3) Pourrais-tu nous citer quelques auteurs dont tu penses qu'ils proposent une vision intéressante du web ?

Je vais avoir un peu de mal à répondre à la question, car je ne lis pas beaucoup d’auteurs qui évoquent Internet. Je garde tout de même en mémoire La Grande Intrigue (Stock, 2005-2010), de François Taillandier, avec l’épisode de la « Web Mamy », une grand-mère qui ouvre un site internet sur lequel elle raconte tout des membres de sa lignée.

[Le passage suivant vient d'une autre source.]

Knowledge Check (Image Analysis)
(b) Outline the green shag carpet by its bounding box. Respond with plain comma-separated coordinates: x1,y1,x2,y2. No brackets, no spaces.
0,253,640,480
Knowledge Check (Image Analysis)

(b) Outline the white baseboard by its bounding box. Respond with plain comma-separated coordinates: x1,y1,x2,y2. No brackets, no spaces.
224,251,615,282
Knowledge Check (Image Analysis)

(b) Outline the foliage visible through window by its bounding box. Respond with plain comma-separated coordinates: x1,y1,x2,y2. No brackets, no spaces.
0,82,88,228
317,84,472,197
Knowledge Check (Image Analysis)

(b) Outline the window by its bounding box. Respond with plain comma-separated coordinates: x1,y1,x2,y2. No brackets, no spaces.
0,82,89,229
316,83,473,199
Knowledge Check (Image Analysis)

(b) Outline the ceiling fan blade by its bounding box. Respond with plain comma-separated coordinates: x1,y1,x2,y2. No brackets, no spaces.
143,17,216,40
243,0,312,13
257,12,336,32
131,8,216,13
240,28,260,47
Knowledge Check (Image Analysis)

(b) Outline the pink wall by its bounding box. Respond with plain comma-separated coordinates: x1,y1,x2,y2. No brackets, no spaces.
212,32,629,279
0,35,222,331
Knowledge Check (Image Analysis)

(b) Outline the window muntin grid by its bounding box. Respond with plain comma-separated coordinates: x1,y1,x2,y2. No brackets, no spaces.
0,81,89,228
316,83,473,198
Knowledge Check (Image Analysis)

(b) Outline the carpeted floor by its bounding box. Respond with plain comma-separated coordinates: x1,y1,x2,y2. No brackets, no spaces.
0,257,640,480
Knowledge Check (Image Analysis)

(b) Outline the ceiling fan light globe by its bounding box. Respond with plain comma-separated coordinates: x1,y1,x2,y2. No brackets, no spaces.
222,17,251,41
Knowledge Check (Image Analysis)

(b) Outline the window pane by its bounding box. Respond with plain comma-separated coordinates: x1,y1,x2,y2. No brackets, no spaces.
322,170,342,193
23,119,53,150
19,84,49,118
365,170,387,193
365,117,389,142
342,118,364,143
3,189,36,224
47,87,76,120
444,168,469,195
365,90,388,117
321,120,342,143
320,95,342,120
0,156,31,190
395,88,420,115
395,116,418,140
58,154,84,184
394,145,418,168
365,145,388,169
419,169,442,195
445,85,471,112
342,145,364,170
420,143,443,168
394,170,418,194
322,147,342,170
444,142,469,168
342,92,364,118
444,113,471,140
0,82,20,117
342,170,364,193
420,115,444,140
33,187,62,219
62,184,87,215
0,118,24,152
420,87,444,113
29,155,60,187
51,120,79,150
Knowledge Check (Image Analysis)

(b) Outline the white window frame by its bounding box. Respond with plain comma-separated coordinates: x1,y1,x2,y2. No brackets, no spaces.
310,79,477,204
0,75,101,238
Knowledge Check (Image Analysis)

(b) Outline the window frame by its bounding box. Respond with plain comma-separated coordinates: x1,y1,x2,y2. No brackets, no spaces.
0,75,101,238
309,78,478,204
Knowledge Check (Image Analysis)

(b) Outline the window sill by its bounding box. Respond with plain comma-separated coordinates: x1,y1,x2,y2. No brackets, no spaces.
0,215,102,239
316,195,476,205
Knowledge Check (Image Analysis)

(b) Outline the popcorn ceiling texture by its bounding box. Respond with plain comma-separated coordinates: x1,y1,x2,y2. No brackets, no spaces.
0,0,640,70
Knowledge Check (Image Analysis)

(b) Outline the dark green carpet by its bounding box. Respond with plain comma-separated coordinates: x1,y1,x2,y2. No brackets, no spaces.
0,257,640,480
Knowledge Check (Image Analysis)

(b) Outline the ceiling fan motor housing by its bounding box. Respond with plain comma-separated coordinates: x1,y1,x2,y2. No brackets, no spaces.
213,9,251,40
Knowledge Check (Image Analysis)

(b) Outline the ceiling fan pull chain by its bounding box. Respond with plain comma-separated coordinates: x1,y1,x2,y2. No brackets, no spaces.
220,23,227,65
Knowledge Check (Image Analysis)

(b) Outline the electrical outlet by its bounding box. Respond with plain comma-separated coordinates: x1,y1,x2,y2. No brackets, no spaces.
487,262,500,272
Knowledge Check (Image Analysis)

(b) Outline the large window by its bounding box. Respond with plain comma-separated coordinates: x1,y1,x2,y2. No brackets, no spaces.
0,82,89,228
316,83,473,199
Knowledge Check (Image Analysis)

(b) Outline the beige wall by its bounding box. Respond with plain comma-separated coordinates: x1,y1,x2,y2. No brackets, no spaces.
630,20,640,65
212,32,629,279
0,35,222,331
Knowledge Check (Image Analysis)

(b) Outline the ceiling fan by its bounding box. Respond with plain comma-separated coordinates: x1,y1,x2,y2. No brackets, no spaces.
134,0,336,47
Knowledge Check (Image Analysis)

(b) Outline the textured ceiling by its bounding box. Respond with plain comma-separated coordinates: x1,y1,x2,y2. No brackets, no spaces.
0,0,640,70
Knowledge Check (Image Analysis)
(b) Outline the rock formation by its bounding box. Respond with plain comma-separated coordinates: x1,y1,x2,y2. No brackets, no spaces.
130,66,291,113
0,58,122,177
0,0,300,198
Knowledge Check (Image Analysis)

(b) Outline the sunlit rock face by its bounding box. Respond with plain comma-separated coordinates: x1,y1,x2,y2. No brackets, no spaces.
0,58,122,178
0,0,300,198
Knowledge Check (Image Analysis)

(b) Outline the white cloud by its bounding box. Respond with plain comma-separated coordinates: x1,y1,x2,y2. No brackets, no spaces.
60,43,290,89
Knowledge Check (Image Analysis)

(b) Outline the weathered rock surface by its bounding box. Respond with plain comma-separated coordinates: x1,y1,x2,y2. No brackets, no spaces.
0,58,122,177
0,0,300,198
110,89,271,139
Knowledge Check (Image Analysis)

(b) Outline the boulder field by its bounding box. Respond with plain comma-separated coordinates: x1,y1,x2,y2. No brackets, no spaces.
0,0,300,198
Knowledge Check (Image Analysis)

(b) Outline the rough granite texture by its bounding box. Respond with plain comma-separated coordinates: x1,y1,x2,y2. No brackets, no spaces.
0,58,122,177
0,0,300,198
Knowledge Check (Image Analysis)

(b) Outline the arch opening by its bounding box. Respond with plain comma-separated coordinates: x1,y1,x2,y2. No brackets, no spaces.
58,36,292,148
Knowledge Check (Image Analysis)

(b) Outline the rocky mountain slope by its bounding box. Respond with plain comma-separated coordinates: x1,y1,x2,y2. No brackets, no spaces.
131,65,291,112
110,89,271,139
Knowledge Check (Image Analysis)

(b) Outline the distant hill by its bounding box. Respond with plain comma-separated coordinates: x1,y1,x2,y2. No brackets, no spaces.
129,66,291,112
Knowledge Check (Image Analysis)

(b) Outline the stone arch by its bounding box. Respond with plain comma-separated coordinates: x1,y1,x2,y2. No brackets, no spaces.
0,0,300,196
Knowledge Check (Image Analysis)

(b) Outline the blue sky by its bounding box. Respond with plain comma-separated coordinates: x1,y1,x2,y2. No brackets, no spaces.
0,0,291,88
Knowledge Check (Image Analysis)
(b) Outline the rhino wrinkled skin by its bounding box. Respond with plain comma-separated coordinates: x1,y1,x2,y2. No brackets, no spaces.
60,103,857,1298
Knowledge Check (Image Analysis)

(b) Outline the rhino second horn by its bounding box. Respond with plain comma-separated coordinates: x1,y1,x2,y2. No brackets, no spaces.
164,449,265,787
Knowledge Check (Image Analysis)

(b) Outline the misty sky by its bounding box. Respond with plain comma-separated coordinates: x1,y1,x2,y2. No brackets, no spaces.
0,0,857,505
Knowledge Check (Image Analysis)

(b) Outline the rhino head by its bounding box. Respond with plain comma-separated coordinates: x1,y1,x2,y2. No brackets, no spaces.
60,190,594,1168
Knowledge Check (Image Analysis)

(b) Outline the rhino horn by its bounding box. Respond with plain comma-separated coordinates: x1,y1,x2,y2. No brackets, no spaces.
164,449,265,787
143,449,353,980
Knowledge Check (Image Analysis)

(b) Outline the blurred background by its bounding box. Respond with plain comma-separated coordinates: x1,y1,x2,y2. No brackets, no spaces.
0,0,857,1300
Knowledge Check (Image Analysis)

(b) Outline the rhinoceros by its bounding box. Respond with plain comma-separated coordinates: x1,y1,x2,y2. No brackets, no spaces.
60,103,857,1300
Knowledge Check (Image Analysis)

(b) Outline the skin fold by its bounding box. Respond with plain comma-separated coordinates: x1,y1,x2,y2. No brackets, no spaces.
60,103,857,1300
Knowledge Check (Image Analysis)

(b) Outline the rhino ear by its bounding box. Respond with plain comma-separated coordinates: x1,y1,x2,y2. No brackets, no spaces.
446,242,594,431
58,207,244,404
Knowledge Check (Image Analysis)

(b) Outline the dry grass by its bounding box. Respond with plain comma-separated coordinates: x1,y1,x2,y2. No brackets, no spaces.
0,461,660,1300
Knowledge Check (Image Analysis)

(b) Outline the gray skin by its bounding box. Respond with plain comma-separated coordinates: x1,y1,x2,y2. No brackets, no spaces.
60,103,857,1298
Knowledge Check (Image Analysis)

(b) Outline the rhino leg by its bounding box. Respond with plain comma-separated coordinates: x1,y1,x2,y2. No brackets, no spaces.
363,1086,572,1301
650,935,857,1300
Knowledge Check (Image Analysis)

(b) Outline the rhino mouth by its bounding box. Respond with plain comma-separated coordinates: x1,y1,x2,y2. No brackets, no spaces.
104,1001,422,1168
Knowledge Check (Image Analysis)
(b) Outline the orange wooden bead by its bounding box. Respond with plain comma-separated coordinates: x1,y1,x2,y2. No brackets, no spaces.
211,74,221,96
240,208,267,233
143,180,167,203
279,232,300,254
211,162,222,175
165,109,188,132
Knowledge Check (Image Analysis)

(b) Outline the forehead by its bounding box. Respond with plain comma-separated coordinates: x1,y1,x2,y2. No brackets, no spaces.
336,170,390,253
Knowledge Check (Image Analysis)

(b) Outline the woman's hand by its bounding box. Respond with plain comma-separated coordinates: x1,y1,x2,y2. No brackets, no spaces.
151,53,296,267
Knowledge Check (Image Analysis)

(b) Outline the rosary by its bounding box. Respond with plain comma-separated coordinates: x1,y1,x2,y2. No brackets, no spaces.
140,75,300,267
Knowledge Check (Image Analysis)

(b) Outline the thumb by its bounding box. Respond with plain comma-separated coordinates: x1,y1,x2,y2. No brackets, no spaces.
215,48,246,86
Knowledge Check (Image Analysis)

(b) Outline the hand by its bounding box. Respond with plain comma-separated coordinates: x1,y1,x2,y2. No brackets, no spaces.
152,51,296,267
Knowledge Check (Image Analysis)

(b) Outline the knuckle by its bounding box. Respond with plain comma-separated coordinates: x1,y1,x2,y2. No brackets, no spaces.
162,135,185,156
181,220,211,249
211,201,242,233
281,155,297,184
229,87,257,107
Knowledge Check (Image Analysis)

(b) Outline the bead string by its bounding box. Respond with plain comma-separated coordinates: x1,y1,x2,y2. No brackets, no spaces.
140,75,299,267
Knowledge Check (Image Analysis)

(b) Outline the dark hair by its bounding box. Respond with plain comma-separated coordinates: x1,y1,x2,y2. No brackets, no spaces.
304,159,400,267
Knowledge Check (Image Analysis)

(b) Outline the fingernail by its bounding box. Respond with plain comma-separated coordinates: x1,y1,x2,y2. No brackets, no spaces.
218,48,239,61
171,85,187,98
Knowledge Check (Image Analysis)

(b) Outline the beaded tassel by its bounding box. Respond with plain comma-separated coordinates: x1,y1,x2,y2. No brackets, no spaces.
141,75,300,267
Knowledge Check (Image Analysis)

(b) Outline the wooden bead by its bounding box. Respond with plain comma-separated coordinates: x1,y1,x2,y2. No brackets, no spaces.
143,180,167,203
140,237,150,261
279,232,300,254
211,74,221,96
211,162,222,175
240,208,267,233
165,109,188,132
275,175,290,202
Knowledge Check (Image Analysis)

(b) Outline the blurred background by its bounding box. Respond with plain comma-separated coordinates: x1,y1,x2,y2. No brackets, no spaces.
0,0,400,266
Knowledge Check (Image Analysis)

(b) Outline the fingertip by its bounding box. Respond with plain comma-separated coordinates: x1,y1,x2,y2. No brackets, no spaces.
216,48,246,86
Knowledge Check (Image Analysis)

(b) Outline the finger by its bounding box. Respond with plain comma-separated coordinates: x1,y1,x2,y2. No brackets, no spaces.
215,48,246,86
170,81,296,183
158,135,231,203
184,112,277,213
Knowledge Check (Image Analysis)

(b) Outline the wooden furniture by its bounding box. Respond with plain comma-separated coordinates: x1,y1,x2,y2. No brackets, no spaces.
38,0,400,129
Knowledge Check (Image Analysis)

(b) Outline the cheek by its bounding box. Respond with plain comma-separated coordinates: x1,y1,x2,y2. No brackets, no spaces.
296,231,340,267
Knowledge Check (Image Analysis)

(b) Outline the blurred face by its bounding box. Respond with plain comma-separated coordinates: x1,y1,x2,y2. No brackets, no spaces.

Cela part d’un bon sentiment et ça finit par exaspérer tout le monde dans la famille ! Ce tome de La Grande Intrigue (Telling) est sorti je crois avant l’explosion de Facebook mais on trouve déjà en germes, dans le chapitre de la « Web Mamy », ses travers principaux : exhibitionnisme et voyeurisme. Pour le reste, il y a récemment La Théorie de l’information d’Aurélien Bellanger (Gallimard, 2012), dont l’ambition documentaire impressionne justement à propos d’Internet, des raisons de son succès, de sa destinée économique, de la manière dont le réseau écrit l’histoire des hommes depuis une trentaine d’années. Cette entreprise m’a paru intéressante et à la date d’aujourd’hui une quasi nécessité. Continuons ainsi de courir les champs (magnétiques) : la « vraie vie » est partout, y compris ailleurs.